Other situation analogies

QAFT

! Note that you need to do QAFT after QAT/PTQ!

QAT —> QAFT

Symmetric, (weight) channel-level quantization, bn fusion

python main.py --resume models_save/nin_gc_bn_fused.pth --q_type 0 --q_level 0 --bn_fuse --qaft --lr 0.00001

Other situation analogies

PTQ —> QAFT

Symmetric, (weight) channel-level quantization, bn fusion

python main.py --resume models_save/nin_gc_bn_fused.pth --q_level 0 --bn_fuse --qaft --lr 0.00001 --ptq

Other situation analogies

Pruning

Sparse training—> Pruning—> Fine adjustment

 cd micronet/compression/pruning

Sparse training

-sr sparse sign

--s sparse rate (need to be adjusted according to dataset and model conditions)

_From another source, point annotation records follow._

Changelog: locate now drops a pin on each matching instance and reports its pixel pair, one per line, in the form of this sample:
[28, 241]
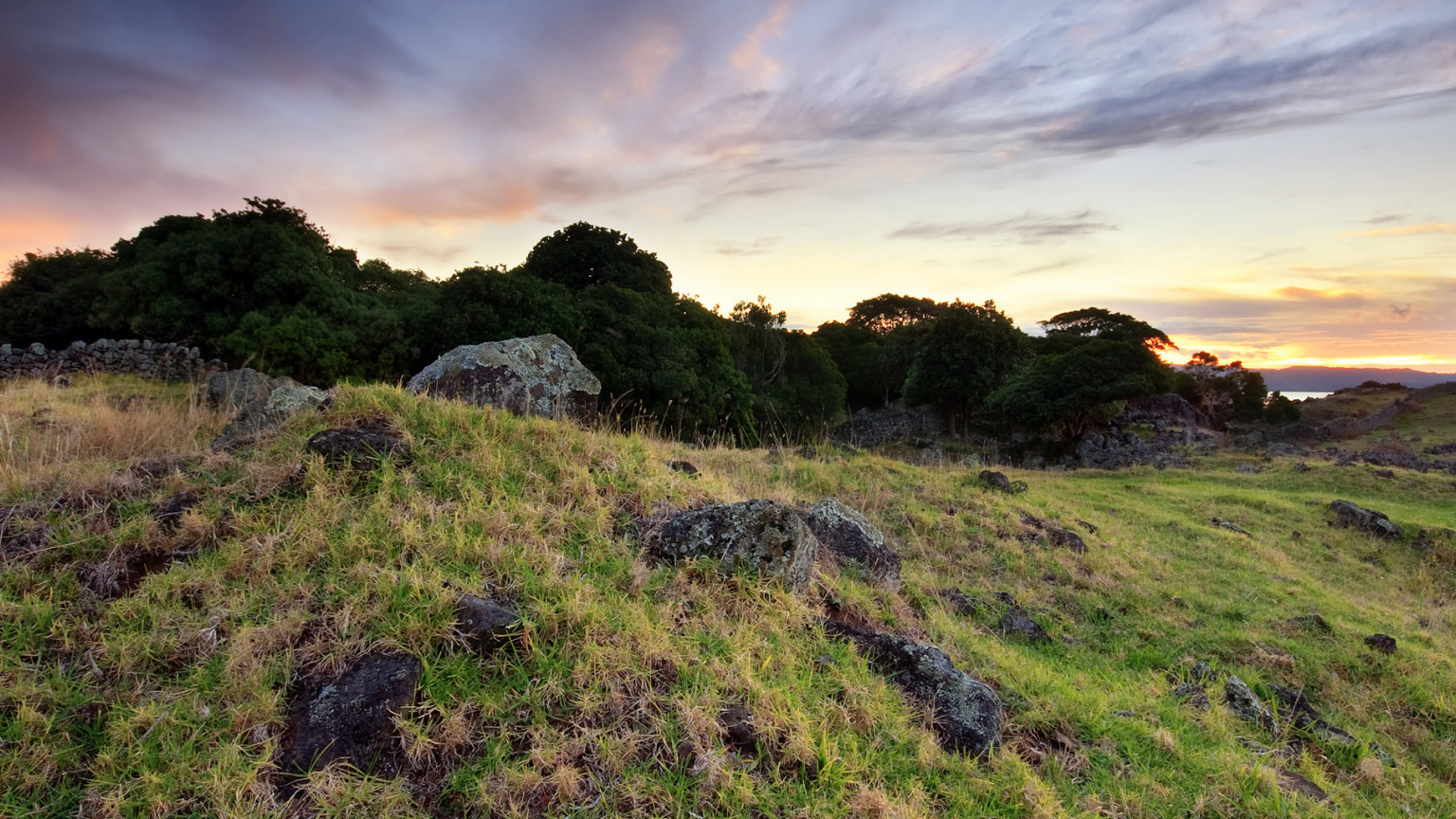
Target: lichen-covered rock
[847, 535]
[350, 718]
[1247, 705]
[261, 403]
[537, 374]
[755, 535]
[485, 624]
[966, 713]
[1366, 520]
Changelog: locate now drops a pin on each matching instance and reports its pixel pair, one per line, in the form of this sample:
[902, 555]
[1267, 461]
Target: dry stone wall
[146, 358]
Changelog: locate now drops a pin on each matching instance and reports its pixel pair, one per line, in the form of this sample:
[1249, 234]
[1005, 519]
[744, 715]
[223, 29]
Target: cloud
[757, 246]
[1406, 230]
[1028, 228]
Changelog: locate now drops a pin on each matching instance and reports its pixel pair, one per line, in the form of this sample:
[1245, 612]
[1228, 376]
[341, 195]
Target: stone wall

--model_type Model type (0-nin, 1-nin_gc)

nin (normal convolutional structure)

python main.py -sr --s 0.0001 --model_type 0

nin_gc (including grouping convolutional structure)

python main.py -sr --s 0.001 --model_type 1

Pruning

--percent pruning rate

--normal_regular Normal, regular pruning flags and regular pruning base (if set to N, the number of filters per layer of the model after pruning is a multiple of N)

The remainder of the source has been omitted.